The Middle East remains the leading light in what is fast becoming a concerning fluctuation in oil prices across traditionally leading economies.
US crude was trading at $42.07 per barrel, 43 cents blow their last settlement and close to more than six-year lows.
Earlier on Monday 17 August, Asia trading also reported falling prices as Japan’s economy contracted on the back of falling exports and consumer spending, adding to fears that Asia’s biggest economies are starting to slow at the same time.
Japan’s economy, the second biggest in Asia and number three in the world, shrank at an annualised pace of 1.6 percent in April-June as exports slumped and consumers cut back on spending.
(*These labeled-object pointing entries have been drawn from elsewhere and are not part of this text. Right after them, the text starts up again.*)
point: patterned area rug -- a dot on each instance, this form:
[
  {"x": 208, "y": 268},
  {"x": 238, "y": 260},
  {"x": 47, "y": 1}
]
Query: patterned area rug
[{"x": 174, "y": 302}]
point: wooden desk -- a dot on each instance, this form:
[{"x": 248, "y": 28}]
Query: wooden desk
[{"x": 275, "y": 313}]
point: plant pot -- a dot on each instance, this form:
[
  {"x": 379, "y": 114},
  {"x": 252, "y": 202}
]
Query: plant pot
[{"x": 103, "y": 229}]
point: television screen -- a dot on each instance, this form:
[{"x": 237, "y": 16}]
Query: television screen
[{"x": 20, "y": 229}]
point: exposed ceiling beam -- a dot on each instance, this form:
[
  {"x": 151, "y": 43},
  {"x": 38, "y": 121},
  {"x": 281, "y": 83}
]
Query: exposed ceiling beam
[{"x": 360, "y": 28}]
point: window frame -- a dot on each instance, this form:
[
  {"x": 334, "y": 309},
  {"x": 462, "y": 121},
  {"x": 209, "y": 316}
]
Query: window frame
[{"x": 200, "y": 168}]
The slowdown in Asia’s biggest economy, China, and its impact on the region have also heightened the chance that any rebound in growth in July-September will be modest, analysts say.
The weak economic data comes at a time when production around the world remains at or near record highs, epitomised by the still thriving Middle Eastern market, as ANZ revealed in an announcement.
“OPEC is expected to boost crude oil production to 33 million barrels a day, the most ever, after international sanctions are removed against Iran,” the Bank said. “Oman, the biggest non-OPEC oil producer in the Middle East, has also increased its production, pumping one million barrels a day in July; a 0.5 percent increase from June’s daily output level.”